Kristofer Munsterhjelm km_elmet at t-online.de
Sat Jun 18 06:29:16 PDT 2022

A thought about how honest equal-rank might be defined. Earlier I've
said that a good way to define a honest ballot is to find a randomized
strategyproof system that induces it (e.g. Random Ballot for
single-mark, Random Pair for strict ranked, possibly some transformation
of Hay for VNM utility ballots).

How about this as a starting point?

"Random Approval": Voters provide Approval-style ballots. Choose a
ballot at random. If this ballot approves a single candidate, then elect
that candidate. Otherwise eliminate every non-approved candidate and
draw another ballot (without replacement). Ignore ballots only approving
eliminated candidates. If every ballot is visited, choose at random a
candidate from the winning set.

The optimal strategy seems to be to just designate your favorite, for
the same reason that it's optimal in Random Ballot. However, suppose
you've got a limited amount of time available and two candidates are
nearly equal.
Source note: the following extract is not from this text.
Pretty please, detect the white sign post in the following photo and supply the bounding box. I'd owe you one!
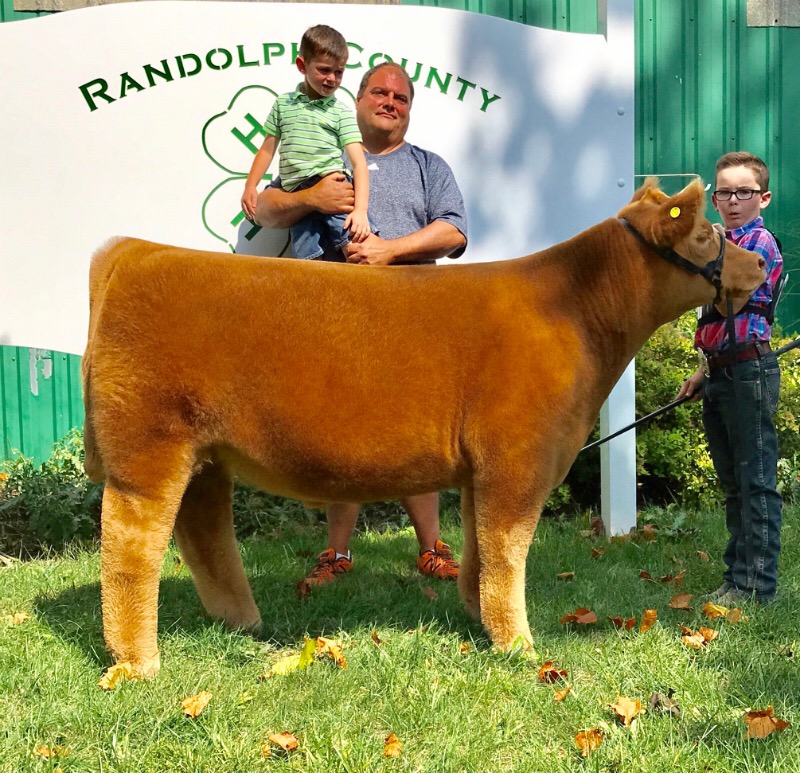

Then it might be worth it to equal-rank them (approve
both) instead of taking the effort to determine which candidate is ever
so slightly better than the other.

So according to this interpretation, honest equal-rank is an indication
that you don't know which of the candidates is better and/or it's not
worth the chance of getting it wrong.

This idea could presumably be extended to Random Pair with equal-rank.
Suppose that d[A,B] is true if more people rank A over B than vice
versa, i.e. it doesn't count equal-rankers at all (and if everybody
equal-ranks A and B, set it to true at random) Then similarly, if you
equal-rank A and B, you choose to let the other voters decide.

Perhaps there is a model similar to a Condorcet jury where jurors who
know that they don't know are better off equal-ranking two candidates
than trying to force an outcome. E.g. the certainty of getting the
comparison right is a function of time, you're time limited, and then
equal-ranking reduces the variance compared to just guessing. But then
again, if everybody did that, then the variance of a simple coin flip is
worse than the combined noisy guesses, which suggests your best ballot
depends on others', which isn't strategy-proof.

The simpler version for Approval is just "elect an approved candidate at
random". But that's harder to generalize to Random Pair.